The day Bob Coté poured out his vodka, he was looking across the street at Billy Palmer and two other pals passed out drunk in a gutter, urine staining their trousers. Up to that time, he later realized, he had hung out with these street drunks to reassure himself that he, who still had some money in the bank, was better than they were, and that his life was fine. His epiphany came in the recognition that he was beholding himself as he gazed upon those wretches. Identifying himself with the lost and sinful, as Jesus had, Coté was inspired to give up boozy pleasure and spend the rest of his life helping save fellow addicts.
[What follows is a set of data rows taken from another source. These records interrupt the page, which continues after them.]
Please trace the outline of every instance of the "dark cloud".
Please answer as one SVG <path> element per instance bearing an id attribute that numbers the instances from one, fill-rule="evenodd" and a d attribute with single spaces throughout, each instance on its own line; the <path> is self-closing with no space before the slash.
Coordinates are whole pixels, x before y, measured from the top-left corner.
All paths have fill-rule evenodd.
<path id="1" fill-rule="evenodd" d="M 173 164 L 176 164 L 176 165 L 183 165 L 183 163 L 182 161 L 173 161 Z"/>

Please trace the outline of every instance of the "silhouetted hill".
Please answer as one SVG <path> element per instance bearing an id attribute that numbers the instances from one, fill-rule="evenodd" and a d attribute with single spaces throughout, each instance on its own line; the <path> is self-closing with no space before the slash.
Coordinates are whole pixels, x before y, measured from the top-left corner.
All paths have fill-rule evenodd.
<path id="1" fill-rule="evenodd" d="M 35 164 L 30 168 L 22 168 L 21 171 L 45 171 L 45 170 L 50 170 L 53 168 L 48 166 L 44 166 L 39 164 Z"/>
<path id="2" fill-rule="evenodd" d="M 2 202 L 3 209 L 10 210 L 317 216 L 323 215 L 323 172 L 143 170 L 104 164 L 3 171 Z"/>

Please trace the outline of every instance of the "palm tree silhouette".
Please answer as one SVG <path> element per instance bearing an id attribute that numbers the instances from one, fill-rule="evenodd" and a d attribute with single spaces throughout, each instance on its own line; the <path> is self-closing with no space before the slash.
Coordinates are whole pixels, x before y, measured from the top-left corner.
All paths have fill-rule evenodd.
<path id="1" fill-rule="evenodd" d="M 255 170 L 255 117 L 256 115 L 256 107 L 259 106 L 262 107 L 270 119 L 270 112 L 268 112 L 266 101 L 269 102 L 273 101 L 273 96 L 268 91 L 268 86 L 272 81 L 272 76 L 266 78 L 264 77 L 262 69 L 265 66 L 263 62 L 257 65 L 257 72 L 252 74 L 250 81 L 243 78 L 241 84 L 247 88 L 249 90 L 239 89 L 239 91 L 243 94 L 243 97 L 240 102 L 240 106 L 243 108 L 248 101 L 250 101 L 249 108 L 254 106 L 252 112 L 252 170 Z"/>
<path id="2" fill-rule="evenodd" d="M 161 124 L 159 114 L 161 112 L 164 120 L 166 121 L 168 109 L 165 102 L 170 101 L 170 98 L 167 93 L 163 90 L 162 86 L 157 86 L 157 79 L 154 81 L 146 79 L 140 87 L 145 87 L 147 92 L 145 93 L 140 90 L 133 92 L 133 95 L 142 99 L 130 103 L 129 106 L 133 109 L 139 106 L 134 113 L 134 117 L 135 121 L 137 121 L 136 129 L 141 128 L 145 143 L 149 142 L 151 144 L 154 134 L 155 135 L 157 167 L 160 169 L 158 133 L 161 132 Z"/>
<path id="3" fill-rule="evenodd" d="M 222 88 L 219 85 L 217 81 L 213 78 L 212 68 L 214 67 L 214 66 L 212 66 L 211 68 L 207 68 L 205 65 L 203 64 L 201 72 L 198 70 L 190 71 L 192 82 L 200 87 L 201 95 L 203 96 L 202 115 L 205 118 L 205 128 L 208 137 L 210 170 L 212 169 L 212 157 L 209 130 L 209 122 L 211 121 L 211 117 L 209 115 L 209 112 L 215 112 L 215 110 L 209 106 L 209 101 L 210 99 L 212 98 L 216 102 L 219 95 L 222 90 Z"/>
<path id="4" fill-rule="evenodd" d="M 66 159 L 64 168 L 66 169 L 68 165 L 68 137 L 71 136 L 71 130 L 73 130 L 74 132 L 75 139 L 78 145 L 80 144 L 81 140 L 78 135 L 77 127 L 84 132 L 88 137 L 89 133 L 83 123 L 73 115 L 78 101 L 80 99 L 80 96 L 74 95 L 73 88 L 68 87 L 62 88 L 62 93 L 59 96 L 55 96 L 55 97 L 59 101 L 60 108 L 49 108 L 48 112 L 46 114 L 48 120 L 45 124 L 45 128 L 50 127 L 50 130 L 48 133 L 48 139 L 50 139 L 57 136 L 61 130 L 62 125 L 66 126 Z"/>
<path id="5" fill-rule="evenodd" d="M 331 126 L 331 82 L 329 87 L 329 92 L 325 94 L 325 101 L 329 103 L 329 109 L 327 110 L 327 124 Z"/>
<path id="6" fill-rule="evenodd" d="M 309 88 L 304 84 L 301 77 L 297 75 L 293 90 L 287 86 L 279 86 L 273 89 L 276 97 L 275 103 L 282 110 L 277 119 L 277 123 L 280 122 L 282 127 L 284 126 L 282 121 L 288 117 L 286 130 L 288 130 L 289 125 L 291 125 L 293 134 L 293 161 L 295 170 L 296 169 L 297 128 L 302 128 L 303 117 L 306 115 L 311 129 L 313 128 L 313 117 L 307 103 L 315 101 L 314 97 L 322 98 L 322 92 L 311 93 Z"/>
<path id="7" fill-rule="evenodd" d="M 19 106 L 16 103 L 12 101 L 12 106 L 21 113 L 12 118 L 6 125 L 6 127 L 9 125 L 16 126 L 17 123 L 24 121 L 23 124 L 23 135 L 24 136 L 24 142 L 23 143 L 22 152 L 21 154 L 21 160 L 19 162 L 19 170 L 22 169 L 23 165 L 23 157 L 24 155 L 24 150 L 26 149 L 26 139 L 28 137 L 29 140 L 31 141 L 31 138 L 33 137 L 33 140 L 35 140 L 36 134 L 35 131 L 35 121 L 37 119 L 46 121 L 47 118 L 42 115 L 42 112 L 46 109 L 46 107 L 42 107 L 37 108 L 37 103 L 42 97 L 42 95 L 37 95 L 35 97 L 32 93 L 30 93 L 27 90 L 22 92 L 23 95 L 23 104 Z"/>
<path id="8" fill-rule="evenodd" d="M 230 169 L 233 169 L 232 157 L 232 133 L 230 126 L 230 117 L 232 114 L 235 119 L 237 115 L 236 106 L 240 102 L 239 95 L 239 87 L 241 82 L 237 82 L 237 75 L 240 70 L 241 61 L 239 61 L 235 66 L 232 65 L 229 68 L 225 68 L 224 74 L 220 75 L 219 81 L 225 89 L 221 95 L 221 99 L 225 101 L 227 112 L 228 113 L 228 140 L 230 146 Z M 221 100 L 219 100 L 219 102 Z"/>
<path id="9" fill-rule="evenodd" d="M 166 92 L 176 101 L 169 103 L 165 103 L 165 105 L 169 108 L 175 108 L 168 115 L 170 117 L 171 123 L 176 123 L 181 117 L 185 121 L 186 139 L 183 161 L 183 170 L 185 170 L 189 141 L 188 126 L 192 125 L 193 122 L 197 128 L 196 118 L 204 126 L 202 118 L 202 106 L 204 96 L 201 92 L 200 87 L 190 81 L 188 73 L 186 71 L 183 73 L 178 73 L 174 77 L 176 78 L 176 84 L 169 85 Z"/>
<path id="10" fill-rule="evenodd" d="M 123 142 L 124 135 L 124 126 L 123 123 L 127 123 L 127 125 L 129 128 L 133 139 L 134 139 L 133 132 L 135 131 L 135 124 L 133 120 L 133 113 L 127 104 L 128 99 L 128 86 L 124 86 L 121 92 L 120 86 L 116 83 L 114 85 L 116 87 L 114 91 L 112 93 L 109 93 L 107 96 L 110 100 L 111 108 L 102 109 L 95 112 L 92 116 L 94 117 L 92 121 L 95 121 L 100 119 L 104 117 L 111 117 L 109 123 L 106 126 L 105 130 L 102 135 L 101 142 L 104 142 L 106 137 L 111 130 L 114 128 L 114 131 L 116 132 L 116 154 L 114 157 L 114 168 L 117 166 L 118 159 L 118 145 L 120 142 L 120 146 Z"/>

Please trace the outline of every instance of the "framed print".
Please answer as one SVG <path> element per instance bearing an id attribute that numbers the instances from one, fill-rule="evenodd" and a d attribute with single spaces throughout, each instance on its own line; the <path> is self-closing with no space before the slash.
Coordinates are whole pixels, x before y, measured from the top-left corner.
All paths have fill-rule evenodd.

He knows he doesn’t do it alone. “Without the chapel, my success rate would drop in half. Even once you get a job and a home, you still need a purpose in life,” he has said. Coté’s own deep purpose explains why he is still on fire for the good fight, despite the gruesomeness of so much of his life. He finds men he knew dead in the streets and flophouses, sometimes with a heroin needle still jabbed in a vein, or a bottle gripped in their cold hand. “Rockmonster,” a street predator, stumbled in one night gushing blood from a near-fatal machete wound. A photo of another man who died in front of Step 13 from four screwdriver stabbings to the head sits on Coté’s desk.

“No man’s cross is laid upon him for himself alone, but for the healing of the whole world,” wrote English mystic Caryll Houselander. Of this, Bob Coté is living proof.

TAE contributing writer Scott Walter is editor of Philanthropy magazine.